Kamu pasti sering dong mendengar pernyataan, “usaha tidak akan
menghianati hasil”. Namun katakanlah usaha tidak pernah menghianati hasil, tapi
bisa saja hasil yang menghianati usaha bukan? Contoh nyatanya di dunia ini,
kita sudah mati-matian mengusahakan sesuatu dan ternyata kita gagal mendapat
apa yang ingin kita capai. Di saat seperti itu kita mungkin bisa mengatakan
“hasil sedang menghianati usaha kita”
Nah, salah satu kisah nyata disampaikan seseorang pada saya. Ini
tentang usaha kerasnya, yang entah mengapa seakan tak pernah ternilai di mata
orang terkasihnya, ibu mertua. Mari sejenak meminjamkan ruang ini untuknya
untuk bercerita.
***
Hai sahabat, sudahkah kamu
menikah dan menjadi ibu sepertiku? Jika belum, syukuri saja, mungkin Tuhan
masih enggan membiarkanmu terluka sepertiku.

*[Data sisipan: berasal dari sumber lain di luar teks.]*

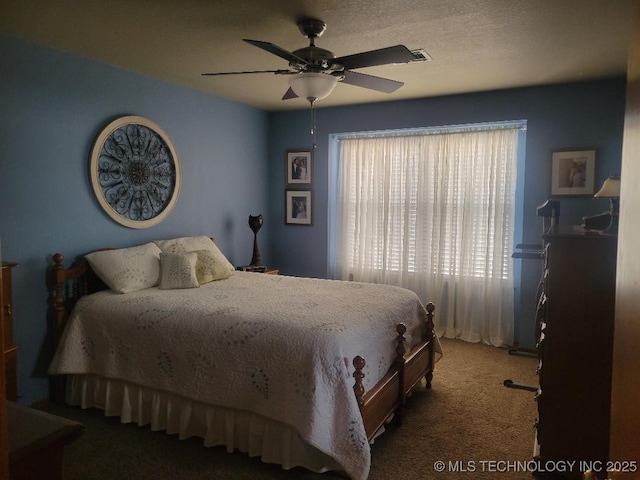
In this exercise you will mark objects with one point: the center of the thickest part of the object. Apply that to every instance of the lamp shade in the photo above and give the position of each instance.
(610, 188)
(312, 86)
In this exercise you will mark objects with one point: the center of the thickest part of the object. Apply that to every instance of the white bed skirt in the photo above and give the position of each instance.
(253, 434)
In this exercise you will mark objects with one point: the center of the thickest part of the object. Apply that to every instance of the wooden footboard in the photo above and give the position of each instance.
(388, 397)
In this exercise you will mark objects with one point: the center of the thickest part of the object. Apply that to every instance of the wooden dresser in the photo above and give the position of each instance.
(9, 347)
(575, 346)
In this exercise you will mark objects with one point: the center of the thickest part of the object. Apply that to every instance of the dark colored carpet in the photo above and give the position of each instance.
(469, 420)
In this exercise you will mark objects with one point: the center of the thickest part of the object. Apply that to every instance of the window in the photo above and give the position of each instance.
(428, 207)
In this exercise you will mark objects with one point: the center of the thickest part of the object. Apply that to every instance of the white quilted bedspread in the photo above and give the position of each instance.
(275, 345)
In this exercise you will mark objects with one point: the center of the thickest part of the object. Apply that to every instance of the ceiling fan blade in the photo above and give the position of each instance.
(276, 50)
(369, 81)
(277, 72)
(289, 94)
(382, 56)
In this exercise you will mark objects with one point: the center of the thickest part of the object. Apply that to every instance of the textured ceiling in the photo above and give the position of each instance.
(475, 45)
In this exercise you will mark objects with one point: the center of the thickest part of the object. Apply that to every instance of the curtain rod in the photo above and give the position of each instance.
(471, 127)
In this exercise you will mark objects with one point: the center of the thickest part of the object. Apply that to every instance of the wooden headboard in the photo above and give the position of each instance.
(69, 284)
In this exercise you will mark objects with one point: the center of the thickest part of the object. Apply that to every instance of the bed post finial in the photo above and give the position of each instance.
(358, 387)
(430, 309)
(401, 329)
(58, 298)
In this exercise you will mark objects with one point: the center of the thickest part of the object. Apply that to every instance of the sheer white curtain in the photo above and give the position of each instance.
(433, 213)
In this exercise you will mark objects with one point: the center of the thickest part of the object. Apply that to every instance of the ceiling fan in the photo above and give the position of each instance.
(314, 71)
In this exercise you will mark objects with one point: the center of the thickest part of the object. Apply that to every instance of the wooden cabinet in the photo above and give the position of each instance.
(9, 346)
(575, 345)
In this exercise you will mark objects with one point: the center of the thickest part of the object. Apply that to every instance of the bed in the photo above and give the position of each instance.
(299, 371)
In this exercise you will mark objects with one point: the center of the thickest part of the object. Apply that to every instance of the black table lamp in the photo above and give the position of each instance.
(255, 223)
(606, 222)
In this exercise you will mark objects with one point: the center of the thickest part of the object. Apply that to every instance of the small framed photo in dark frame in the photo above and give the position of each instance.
(298, 207)
(573, 172)
(298, 167)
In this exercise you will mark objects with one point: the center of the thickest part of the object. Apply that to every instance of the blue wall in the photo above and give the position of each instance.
(53, 106)
(588, 114)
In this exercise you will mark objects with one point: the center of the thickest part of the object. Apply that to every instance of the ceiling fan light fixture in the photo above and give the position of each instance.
(313, 86)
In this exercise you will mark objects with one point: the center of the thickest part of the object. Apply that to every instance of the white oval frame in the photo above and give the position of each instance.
(95, 155)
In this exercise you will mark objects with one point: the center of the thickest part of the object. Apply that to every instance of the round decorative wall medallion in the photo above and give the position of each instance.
(135, 172)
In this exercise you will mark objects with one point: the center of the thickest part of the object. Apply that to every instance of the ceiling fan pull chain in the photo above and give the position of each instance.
(312, 101)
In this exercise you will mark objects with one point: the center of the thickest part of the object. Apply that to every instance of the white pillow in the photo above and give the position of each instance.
(127, 269)
(178, 270)
(221, 268)
(210, 267)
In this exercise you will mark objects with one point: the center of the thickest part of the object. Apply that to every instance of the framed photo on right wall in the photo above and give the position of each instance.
(298, 207)
(573, 172)
(298, 168)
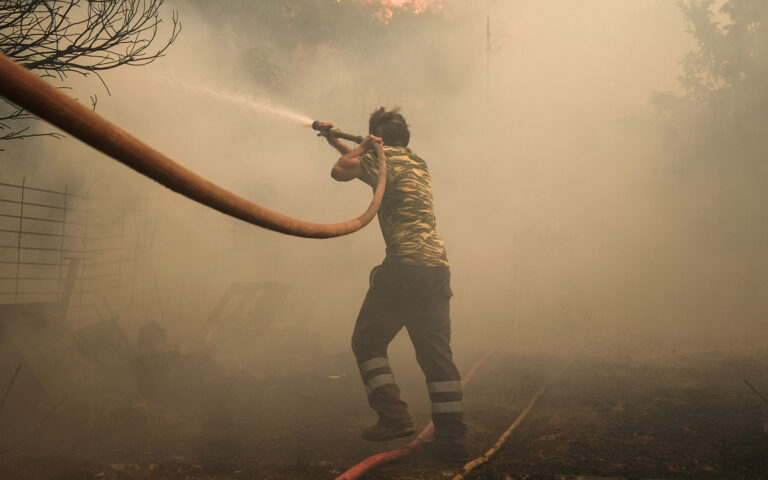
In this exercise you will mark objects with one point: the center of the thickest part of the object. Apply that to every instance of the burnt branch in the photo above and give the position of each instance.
(56, 38)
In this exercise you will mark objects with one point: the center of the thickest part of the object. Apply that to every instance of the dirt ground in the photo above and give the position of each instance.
(674, 416)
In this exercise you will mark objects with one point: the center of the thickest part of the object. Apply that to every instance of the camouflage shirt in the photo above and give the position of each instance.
(406, 216)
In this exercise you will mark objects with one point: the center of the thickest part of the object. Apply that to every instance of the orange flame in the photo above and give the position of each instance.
(388, 7)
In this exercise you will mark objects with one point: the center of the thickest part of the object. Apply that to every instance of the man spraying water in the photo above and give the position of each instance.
(411, 288)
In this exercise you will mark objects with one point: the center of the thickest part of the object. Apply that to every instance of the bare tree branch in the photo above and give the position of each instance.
(61, 37)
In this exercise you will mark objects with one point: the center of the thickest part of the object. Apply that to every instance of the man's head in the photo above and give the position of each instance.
(390, 126)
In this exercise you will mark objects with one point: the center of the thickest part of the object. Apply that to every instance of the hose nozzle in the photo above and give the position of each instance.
(335, 133)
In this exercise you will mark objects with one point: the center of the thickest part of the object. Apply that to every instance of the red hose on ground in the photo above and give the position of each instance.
(375, 460)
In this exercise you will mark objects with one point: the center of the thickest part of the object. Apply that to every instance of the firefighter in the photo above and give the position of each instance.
(411, 288)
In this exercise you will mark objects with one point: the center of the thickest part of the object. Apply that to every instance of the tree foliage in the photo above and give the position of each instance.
(57, 38)
(725, 78)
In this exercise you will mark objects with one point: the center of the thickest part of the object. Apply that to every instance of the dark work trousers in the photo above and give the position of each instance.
(417, 298)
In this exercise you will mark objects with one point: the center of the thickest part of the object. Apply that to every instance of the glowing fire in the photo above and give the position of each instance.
(388, 7)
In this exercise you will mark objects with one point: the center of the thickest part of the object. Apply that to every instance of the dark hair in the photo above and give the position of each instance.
(391, 126)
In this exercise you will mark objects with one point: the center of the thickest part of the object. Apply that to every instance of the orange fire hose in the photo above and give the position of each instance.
(373, 461)
(26, 90)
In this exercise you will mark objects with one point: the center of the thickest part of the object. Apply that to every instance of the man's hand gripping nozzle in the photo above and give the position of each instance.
(328, 130)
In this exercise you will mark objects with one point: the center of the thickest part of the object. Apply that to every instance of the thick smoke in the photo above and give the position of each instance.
(555, 186)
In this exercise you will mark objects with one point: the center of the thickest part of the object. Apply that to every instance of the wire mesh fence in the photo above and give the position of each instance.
(48, 235)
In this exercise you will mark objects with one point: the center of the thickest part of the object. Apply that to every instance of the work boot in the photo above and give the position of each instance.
(381, 432)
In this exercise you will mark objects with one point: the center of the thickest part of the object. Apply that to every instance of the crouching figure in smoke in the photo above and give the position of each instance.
(411, 288)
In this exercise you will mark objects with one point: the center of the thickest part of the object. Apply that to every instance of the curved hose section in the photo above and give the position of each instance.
(26, 90)
(504, 436)
(373, 461)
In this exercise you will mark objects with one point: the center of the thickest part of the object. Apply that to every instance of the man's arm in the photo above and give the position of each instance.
(348, 166)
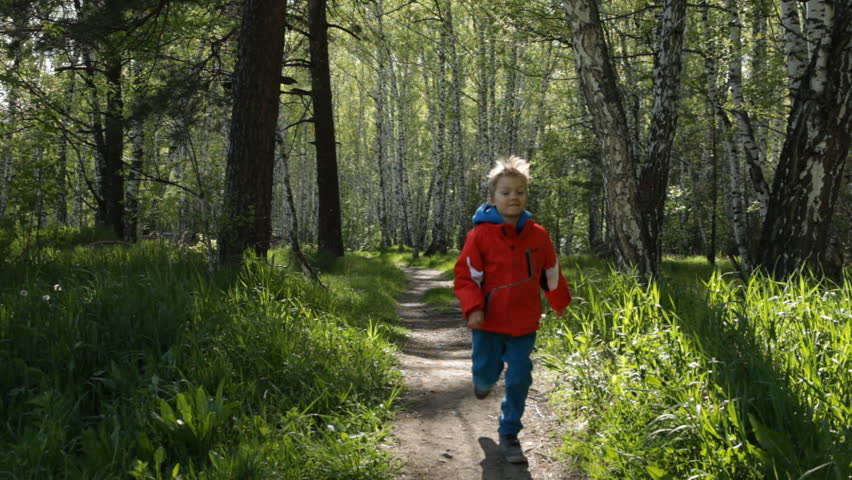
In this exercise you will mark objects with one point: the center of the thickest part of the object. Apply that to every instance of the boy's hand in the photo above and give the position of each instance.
(476, 319)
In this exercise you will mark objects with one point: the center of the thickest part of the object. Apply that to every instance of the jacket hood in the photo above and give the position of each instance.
(487, 213)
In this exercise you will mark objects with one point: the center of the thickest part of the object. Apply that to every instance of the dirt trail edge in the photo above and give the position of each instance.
(444, 432)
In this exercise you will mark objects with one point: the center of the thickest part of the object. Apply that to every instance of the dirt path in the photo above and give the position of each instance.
(445, 433)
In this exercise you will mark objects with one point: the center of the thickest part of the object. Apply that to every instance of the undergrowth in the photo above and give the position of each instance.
(137, 361)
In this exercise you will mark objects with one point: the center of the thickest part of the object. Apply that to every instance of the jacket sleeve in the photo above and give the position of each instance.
(555, 286)
(469, 275)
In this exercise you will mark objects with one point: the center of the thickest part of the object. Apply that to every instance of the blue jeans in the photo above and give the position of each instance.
(491, 351)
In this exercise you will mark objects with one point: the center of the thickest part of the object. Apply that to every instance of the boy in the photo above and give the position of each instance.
(506, 258)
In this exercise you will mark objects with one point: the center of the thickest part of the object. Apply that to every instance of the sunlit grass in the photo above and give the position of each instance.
(120, 361)
(702, 376)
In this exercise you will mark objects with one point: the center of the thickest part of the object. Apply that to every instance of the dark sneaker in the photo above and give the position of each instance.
(480, 394)
(511, 448)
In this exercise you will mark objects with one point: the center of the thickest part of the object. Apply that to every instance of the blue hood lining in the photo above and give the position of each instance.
(487, 213)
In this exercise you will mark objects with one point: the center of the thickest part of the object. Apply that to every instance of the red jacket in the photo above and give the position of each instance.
(500, 272)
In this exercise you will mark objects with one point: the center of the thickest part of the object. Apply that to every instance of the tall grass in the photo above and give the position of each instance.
(705, 377)
(121, 361)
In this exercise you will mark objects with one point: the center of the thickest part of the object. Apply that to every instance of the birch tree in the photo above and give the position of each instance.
(251, 152)
(635, 239)
(329, 226)
(815, 153)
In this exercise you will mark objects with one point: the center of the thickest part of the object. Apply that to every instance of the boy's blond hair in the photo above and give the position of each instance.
(513, 166)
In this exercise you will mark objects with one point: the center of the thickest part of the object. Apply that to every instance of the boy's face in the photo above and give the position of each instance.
(510, 196)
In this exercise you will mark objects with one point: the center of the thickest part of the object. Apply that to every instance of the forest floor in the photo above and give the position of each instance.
(444, 432)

Saat menerima seseorang menjadi
suamimu, artinya kamu sudah harus siap mencintai keluarganya termasuk ibunya,
ayahnya, dan saudara-saudaranya. Aku pun sama, berusaha sebaik mungkin untuk
memperlakukan segenap keluarga suamiku seperti keluargaku sendiri. Maka
berbagai upaya pun aku lakukan, dan di awal –awal pernikahan mereka
memperlakukanku dengan cukup baik.
Waktu berjalan, aku merasa ibu
mertua selalu membanding-bandingkan aku dengan menantu-menantunya yang lain. Padahal
meski kebutuhan hidup keluargaku banyak, setiap bulan aku tetap menyisihkan
sedikit uang untuk membantu keperluannya. Tapi entah mengapa, setiap kali aku,
dan istri-istri saudara suamiku berkumpul, sedikit banyak ibu mertuaku seolah
memamerkan betapa berbaktinya mereka. Barang-barang yang mereka berikan, dan
lain sebagainya. Aku jadi sedih,bukannya ingin juga disebutkan kebaikanku,
hanya merasa aku sebagai sosok yang disudutkan kala itu. Padahal kenyataannya,
aku sebagai anak yang tinggal berdekatan rumah beliau, sedikit banyak akulah
yang kerap membantu ibu mertua. Hanya saja, aku seakan dianggap tidak ada,
tidak bernilai.
Bukan hanya sekali, dua kali, ibu
mertuaku seolah ikut campur pada rumah tanggaku dan suami. Satu waktu ia
berpendapat tentang mengapa rumah kami masih saja kecil, tak kunjung direnovasi
seperti saudara-saudara lainnya. Tidak cuma itu, ada saja ini itu yang
dikomentarinya. Sesekali waktu aku menyadari jika ibu mertuaku ingin yang
terbaik untuk anak-anaknya. Tapi aku dan suami juga memiliki pertimbangan,
punya prioritas, dan punya rencana sendiri. Terlebih putra kami mulai besar dan
butuh dana segar untuk biaya pendidikannya. Seakan tutup mata pada hal
tersebut, ibu mertuaku terus saja berusaha mencampuri.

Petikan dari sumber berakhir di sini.